Iranian GM Parham Maghsoodloo luckily reached Kolkata just in time, three hours before the game but unfortunately for the Iranian number one, an early pawn sacrifice in the Grunfeld defense as black wasn’t enough to equalize. GM Arjun Erigiasi consolidated nicely and showed impeccable technique to bring the point home.
In round 2, it was a match-up between the Indian Juniors as GM Arjun Erigaisi took on GM Praggnanandhaa. Pragg employed the London System with a peaceful setup.
The resulting Rook and pawn endgame transitioned into a Rook vs Knight endgame. The final endgame was a well-known theoretical draw, but Erigiasi blundered on move 68 under time pressure by moving his knight far away from his King. Pragg used his Rook and King to trap the knight and sealed his first win in Kolkata. GM Karthikeyan scored an emphatic win over WGM Vaishali in 36 moves with the white side of the Morphy variation of the Ruy Lopez opening. Vaishali’s dubious King move on the 17th turn. Her pieces were tied down and Murali easily converted the position by simple yet effective developing moves.
Adhiban was playing with the black pieces and had decent drawing chances against Levon Aronian after mass exchanges liquidated into an opposite-colored bishops endgame. A small inaccuracy from Adhiban gave Levon the chance to convert the full point as he scored back-to-back wins.
Playing one of his pet openings – the Tarrasch, Vidit Gujrathi, comfortably scored a win against Le Quang Liem in a 30-move contest with the black pieces, after the Vietnamese GM lost his way with a dubious Bishop retreat on move 25. Vidit marched on with 2 wins in the first 2 games to stay in the joint lead.
Shaking off the loss in the first round, Sam Shankland struck back with an impressive win against Parham Maghsoodloo with the black pieces. While Parham seemed comfortable after his chosen Italian opening, Sam played actively along with central files of the board to create counterplay. Maghsoodloo’s 35th move blunder with Bf3 proved decisive and was ultimately the game-changer.
Indian youngster GM Arjun Erigiasi scored a swashbuckling 17-move win over two-time Indian champion GM Murali Karthikeyan. Arjun’s last move of the game saw a picturesque position with the Knight going to e8, easily being the ‘Move of the Day’. Arjun finishes the day with 2 points, while Murali stays at 1.5.

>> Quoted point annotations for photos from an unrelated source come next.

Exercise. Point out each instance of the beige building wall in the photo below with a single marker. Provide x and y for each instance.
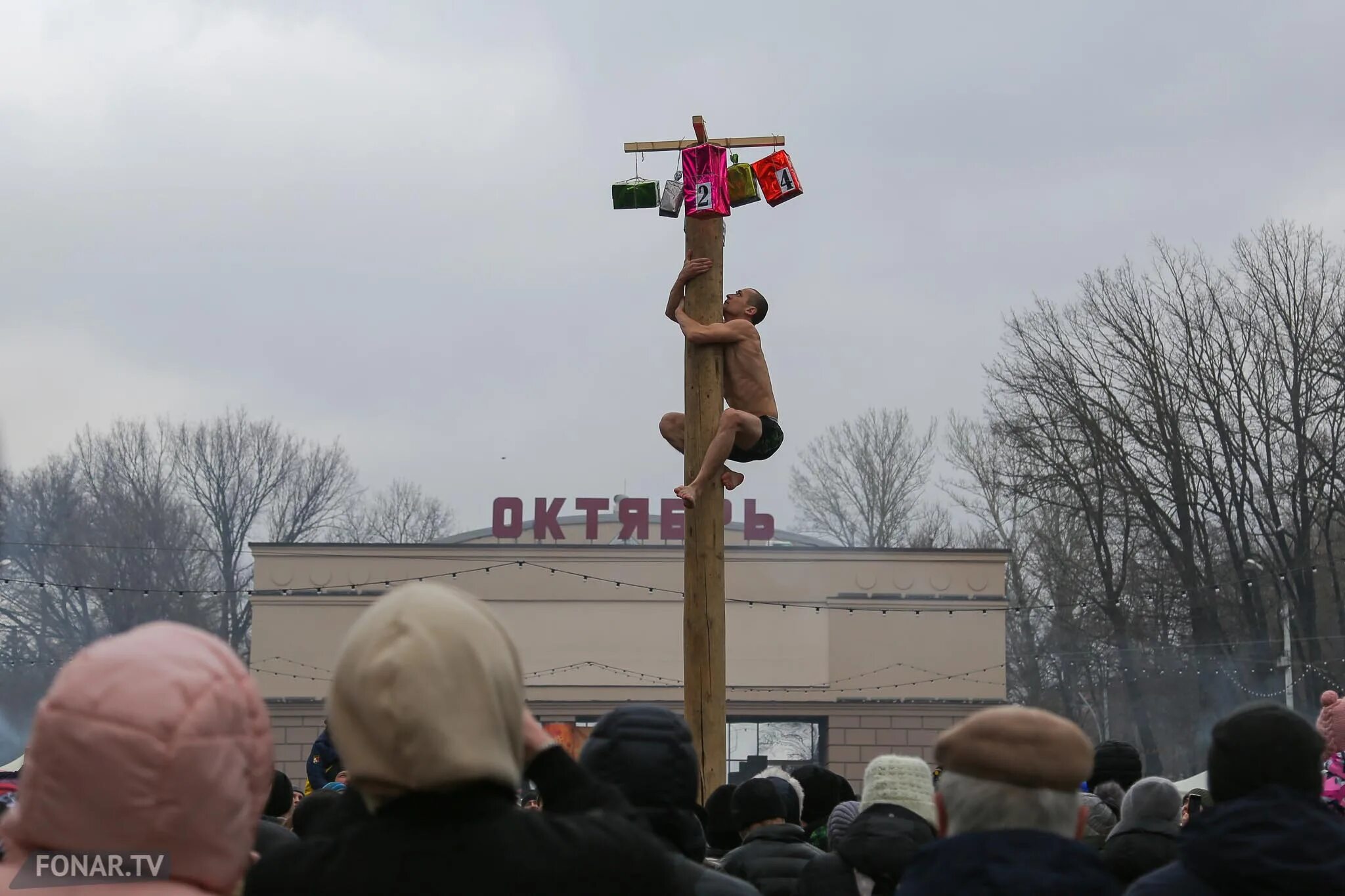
(877, 681)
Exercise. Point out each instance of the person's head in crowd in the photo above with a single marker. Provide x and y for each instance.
(900, 781)
(315, 816)
(9, 793)
(649, 756)
(839, 821)
(427, 695)
(757, 803)
(790, 790)
(1264, 746)
(822, 792)
(154, 740)
(720, 830)
(1115, 761)
(1331, 723)
(1152, 805)
(1193, 803)
(282, 798)
(1012, 767)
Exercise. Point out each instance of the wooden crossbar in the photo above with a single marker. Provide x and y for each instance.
(669, 146)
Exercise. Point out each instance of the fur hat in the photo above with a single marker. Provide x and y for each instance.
(1331, 723)
(900, 781)
(757, 801)
(1017, 746)
(790, 790)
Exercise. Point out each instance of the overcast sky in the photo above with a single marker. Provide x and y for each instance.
(391, 222)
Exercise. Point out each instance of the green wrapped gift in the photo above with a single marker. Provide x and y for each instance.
(741, 184)
(635, 194)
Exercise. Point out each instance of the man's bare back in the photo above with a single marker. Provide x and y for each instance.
(749, 429)
(747, 381)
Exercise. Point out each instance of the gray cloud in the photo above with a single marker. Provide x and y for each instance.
(391, 224)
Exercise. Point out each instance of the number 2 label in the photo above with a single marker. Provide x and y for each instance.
(703, 196)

In the clash of the leaders, Vidit vs Aronian saw the Ragozin Defence in the Queen’s Gambit Opening. This setup is a favorite setup of the Armenian star. Levon maintained a solid position throughout the game and went into the endgame being a pawn-up. He demonstrated great technique in the rook & pawn endgame and secured the win, thus emerging as the sole leader after Day 1 with a 100% score.
Playing with the black pieces, Praggnanandhaa employed the Sicilian Sveshnikov, sacrificing a pawn for some strategic initiative against Sam Shankland. Pragg gained space on the queenside and as the game progressed, Sam saw nothing better than repeating the moves and splitting the point in what was a fairly equal game throughout. Both players end day one at 1.5 points apiece out of three games.

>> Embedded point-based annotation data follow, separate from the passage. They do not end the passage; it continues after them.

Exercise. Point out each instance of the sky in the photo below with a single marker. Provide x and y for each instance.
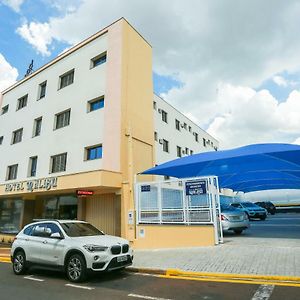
(233, 67)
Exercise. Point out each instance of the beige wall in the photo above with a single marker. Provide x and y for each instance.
(173, 236)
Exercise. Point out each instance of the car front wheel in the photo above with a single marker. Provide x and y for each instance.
(76, 268)
(19, 263)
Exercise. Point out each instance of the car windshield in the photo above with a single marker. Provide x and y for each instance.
(76, 229)
(249, 204)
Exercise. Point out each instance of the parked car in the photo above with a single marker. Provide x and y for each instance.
(76, 247)
(234, 219)
(252, 210)
(269, 206)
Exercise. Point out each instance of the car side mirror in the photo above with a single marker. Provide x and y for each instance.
(56, 235)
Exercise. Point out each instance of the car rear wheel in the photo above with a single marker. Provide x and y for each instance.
(76, 268)
(19, 263)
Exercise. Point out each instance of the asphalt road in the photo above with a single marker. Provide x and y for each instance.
(51, 285)
(278, 226)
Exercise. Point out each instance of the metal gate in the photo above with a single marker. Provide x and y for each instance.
(180, 201)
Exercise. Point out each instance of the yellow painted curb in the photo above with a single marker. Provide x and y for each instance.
(243, 278)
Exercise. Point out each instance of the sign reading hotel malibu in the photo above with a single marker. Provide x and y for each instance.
(32, 185)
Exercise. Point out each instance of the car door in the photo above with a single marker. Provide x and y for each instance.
(52, 249)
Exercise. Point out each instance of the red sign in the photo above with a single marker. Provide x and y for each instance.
(84, 193)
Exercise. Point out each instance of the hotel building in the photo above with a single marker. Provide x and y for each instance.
(75, 132)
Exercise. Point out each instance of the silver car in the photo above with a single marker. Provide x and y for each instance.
(233, 219)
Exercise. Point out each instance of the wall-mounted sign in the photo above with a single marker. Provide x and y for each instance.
(32, 185)
(84, 193)
(145, 188)
(195, 187)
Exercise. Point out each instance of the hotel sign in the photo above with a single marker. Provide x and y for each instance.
(32, 185)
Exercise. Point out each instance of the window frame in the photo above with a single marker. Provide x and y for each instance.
(61, 78)
(12, 174)
(63, 156)
(58, 115)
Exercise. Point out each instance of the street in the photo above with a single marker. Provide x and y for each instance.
(125, 285)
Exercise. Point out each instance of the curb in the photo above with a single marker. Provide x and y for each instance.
(221, 277)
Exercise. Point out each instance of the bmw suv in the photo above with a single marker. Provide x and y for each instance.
(76, 247)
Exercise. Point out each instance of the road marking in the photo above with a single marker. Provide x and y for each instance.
(264, 292)
(80, 286)
(34, 279)
(147, 297)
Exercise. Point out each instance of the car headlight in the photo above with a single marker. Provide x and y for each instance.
(95, 248)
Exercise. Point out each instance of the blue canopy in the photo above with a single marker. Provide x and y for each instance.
(249, 168)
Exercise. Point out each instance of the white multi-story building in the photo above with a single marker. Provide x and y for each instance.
(83, 125)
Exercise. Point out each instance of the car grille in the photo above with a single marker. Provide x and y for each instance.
(115, 249)
(125, 248)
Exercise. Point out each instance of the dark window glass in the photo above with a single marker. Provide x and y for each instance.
(12, 172)
(177, 124)
(17, 136)
(37, 127)
(96, 104)
(33, 166)
(94, 152)
(164, 116)
(99, 60)
(62, 119)
(58, 163)
(165, 146)
(22, 102)
(66, 79)
(80, 229)
(42, 89)
(4, 109)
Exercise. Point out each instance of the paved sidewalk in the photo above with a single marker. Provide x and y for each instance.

Adhiban and Parham, who were yet to score a point, faced off against each other. With similar playing styles, a highly dynamic game was on the cards. Playing with the black pieces, Parham played the Classical variation of the Sicilian and comfortably managed to tackle the rather ambitious play by Adhiban. While pieces were flying all across the board, in the end, Adhiban’s attack ran out of steam, thus giving Parham his first win of the event.

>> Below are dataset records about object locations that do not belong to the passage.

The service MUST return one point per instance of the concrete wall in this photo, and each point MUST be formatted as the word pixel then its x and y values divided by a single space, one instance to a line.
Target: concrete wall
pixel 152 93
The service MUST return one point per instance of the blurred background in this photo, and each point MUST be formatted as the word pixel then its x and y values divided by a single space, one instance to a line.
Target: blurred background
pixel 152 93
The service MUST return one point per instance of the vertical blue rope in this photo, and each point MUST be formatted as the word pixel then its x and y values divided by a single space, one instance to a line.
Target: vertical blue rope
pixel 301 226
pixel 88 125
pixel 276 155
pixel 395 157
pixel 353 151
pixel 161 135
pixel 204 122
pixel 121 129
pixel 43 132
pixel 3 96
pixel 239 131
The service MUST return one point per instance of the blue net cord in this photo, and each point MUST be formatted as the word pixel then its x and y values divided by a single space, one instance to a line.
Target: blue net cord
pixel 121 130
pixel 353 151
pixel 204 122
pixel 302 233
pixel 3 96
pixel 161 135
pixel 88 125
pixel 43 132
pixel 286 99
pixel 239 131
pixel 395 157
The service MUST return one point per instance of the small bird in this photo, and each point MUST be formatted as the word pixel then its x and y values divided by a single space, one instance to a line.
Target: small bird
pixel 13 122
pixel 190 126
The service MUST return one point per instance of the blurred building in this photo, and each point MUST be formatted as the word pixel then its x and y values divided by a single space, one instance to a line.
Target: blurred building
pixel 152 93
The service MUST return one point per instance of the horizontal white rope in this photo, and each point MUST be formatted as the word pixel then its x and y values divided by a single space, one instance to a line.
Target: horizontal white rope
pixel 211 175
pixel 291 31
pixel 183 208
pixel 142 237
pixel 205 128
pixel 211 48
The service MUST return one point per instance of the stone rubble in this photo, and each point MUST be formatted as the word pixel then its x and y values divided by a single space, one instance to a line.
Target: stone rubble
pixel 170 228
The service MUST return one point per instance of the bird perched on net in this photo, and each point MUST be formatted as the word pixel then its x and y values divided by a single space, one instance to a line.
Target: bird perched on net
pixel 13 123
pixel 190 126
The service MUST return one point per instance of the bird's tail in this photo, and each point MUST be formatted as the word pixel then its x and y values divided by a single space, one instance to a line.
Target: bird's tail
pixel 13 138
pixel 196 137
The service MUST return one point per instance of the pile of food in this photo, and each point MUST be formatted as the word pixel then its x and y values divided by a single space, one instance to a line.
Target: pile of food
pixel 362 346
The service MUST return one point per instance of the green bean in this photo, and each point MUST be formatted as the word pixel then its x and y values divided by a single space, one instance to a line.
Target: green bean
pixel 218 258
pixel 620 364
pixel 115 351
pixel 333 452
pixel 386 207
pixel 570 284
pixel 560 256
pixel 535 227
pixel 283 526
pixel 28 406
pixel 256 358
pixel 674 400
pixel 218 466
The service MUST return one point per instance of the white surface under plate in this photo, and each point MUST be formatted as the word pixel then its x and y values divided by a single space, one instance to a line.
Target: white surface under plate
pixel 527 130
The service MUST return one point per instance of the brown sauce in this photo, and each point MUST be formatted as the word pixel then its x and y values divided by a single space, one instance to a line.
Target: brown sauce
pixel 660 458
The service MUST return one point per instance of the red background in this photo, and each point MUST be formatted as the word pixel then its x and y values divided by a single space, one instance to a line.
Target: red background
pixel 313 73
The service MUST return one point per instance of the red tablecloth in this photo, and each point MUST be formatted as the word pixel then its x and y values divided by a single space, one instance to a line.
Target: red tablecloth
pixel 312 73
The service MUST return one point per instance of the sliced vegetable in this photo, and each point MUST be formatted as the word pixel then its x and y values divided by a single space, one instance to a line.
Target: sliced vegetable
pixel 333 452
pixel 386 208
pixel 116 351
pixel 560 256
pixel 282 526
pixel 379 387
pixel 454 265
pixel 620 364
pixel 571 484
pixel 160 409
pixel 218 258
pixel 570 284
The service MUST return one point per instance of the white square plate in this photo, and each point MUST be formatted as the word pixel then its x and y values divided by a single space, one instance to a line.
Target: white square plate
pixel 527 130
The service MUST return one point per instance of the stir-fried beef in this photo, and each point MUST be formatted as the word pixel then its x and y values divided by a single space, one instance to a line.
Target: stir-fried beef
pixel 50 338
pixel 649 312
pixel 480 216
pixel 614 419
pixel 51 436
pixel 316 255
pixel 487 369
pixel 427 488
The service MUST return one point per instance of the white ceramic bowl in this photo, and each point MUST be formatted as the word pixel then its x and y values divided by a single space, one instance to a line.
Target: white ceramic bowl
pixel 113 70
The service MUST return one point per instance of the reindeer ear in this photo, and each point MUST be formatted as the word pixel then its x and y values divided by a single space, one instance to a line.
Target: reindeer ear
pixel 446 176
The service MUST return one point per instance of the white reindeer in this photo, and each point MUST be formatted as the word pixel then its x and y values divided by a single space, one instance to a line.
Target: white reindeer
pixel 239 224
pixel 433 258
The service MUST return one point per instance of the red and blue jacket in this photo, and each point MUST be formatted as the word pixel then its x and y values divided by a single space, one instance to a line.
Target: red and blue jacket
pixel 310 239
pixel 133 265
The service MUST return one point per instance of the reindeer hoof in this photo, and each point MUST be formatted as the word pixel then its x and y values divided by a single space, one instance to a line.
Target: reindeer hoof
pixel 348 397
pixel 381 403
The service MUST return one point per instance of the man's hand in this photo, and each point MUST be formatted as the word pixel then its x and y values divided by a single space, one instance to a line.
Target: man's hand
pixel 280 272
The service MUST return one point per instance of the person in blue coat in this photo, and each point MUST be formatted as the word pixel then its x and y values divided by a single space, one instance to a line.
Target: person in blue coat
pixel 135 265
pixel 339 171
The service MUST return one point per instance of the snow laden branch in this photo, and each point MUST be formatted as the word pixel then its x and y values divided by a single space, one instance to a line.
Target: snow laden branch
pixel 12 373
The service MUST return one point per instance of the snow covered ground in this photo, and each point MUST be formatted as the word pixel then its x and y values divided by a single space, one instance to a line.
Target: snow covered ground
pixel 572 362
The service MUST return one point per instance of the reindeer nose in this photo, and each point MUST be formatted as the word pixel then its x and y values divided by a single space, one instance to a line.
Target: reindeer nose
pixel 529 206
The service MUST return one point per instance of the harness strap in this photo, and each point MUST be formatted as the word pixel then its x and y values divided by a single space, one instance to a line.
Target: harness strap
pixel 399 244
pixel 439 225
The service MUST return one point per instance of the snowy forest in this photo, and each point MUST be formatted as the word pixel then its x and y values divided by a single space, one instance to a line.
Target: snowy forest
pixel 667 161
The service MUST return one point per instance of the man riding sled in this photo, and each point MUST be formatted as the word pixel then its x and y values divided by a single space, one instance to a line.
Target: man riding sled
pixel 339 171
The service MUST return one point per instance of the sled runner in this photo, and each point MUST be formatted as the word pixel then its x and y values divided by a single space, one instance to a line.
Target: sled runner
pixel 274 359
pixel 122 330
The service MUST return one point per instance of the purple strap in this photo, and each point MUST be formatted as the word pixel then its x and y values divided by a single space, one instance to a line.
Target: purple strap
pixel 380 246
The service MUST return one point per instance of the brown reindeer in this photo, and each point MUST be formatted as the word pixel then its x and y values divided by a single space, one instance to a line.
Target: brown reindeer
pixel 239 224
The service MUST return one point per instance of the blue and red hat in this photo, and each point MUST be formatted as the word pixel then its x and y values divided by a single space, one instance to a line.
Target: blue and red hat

The only female player in the rapid event, Vaishali, was facing Le Quang Liem in the final round of the day. The advanced variation of the Caro-Kann defense was on the board and after pieces got traded, the game reached a double rook endgame which was well navigated around by the former World Blitz Champion. He won a few pawns on the queenside and eventually the game as well.